One of his ears flopped down. Bent at the halfway point. Not sure if I should be worried. From what Ive read it might be a teething thing. Anyway, Im cautiously hopeful it will stand back up but the crease has me worried a bit. We will see.


----------



## MineAreWorkingline (May 2, 2015)

How old?


----------



## Redbeard (Oct 11, 2019)

3.5 months.


----------



## Sunflowers (Feb 17, 2012)

The ears can go through crazy phases while teething.
Give him plenty of things to chew.

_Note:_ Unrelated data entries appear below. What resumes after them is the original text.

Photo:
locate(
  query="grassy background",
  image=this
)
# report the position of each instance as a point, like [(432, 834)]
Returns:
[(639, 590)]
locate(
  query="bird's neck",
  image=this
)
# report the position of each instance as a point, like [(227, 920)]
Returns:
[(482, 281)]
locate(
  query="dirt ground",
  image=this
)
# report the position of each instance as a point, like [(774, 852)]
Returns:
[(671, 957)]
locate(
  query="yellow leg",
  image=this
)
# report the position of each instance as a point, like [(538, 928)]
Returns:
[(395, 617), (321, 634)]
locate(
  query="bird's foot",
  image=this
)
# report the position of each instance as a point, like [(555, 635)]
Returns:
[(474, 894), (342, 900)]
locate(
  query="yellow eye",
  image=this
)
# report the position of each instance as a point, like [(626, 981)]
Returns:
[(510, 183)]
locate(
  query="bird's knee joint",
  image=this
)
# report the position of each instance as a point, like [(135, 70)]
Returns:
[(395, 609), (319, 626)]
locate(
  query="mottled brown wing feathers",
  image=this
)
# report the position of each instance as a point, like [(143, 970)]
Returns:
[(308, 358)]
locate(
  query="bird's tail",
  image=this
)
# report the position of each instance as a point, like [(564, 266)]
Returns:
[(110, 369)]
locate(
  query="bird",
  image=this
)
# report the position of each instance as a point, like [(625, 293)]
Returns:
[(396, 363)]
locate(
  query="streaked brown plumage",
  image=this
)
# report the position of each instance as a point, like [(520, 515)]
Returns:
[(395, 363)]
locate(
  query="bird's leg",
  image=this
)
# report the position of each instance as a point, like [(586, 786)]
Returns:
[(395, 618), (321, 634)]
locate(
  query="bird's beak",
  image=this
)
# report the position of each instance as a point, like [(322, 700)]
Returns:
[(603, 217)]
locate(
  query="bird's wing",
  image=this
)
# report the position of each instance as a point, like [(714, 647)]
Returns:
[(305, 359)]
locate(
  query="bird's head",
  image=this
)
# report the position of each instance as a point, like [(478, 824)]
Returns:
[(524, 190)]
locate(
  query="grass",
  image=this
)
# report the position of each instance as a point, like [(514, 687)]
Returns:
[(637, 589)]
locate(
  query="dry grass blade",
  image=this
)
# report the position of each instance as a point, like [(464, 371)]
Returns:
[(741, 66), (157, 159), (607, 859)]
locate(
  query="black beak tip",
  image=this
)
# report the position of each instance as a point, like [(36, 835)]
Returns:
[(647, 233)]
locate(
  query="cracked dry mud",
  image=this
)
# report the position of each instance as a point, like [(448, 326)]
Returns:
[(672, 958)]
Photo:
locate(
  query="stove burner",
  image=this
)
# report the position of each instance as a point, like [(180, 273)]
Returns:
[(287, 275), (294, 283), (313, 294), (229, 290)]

He should have all his adult teeth by 6 months, at which time the ears should be standing. 
I have found that the West Paw Bumi is fantastic, and so far neither dog has been able to break off a piece. It’s made in the USA, too. I got the blue so they can see it. The green one looks like tan to them.

Disclaimer: no idea if a Mal could chew it to bits, so supervision is recommended.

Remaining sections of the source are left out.